In der Anamnese werden die Informationen eingeholt, die wichtig für die Behandlung des Patienten sind. Über die Anamnese entsteht ein erstes Bild vom zu Behandlenden im Kopf des Behandlers, der dadurch Orientierung für die Behandlungsziele, aber auch für den Umgang mit dem Patienten erhält. Die Art der Informationen, die eingeholt werden, ist auch abhängig von der Profession des Behandlers. Aus ärztlicher Perspektive stehen andere Informationen im Vordergrund (körperliche Diagnosen, Krankheitsgeschichte, Behandlungswege u.ä.) als für einen Psychologen (familiärer Hintergrund, Copingstrategien, Ressourcen u.ä.). Eine rein medizinische Anamnese, die den Schwerpunkt auf das Krankheitsgeschehen legt und somit einen defizitären Blick darstellt, ist einseitig. Sie reduziert den Menschen, der im Kontext der medizinischen Versorgung in der Rolle als Patient auftritt, auf dessen Körper, losgelöst von seiner psychischen Befindlichkeit, seelischen Verankerung, familiärer Eingebundenheit, beruflicher Orientierung u.s.w.
Eine Anamnese im Palliativbereich muss alle Bereiche gleichermaßen umfassen. Der familiäre Hintergrund ist auch deshalb wichtig, weil ein bio-psycho-sozialer Ansatz, wie ihn Palliative Care beansprucht, eine multiperspektivische Anamnese erfordert. Es besteht sonst immer die Gefahr, dass wir Wesentliches übersehen und am Patienten vorbeibehandeln.
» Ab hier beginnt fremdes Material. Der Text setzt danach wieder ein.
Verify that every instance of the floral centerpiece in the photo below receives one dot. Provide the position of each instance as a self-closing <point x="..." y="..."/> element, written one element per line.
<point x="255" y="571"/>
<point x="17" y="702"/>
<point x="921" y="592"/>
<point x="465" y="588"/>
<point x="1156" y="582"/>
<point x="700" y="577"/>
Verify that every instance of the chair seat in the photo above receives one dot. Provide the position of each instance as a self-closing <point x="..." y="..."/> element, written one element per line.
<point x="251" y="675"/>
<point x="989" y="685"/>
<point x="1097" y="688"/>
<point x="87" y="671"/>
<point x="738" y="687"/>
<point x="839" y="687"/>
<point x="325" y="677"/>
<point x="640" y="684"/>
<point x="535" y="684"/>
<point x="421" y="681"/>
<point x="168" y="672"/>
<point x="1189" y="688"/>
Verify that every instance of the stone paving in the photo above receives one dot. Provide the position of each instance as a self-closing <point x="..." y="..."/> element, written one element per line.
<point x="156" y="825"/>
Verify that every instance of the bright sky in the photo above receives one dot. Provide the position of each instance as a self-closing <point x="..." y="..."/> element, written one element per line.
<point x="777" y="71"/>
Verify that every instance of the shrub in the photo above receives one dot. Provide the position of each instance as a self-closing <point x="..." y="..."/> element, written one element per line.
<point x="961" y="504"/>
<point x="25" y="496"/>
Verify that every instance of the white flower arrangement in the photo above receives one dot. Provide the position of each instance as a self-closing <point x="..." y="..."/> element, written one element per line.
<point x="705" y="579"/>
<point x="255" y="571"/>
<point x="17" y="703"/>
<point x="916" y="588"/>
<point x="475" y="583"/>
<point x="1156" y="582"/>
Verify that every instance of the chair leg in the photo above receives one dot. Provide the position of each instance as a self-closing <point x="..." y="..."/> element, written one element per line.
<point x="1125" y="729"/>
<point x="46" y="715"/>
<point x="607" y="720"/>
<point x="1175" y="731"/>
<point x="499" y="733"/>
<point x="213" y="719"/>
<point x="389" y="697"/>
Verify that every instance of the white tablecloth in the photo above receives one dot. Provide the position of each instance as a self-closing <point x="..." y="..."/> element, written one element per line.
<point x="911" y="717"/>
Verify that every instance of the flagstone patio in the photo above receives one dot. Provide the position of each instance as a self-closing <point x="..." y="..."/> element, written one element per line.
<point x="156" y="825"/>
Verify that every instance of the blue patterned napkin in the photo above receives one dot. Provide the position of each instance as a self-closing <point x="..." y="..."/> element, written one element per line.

Ein psycho-soziales Anamneseinstrument ist beispielsweise das Genogramm, zur spirituellen Anamnese kann der SPIR, ein halbstrukturiertes klinisches Interview, dienen.
Für alle Anamneseinstrumente gilt: Die Karte ist nicht die Landschaft. Die Einordnung in Kategorien oder numerische Ausprägungen mag uns zu einem besseren Verstehen des Gegenübers verhelfen, davon unberührt bleibt die Herausforderung in die unmittelbare Begegnung mit Aufrichtigkeit und Offenheit zu treten.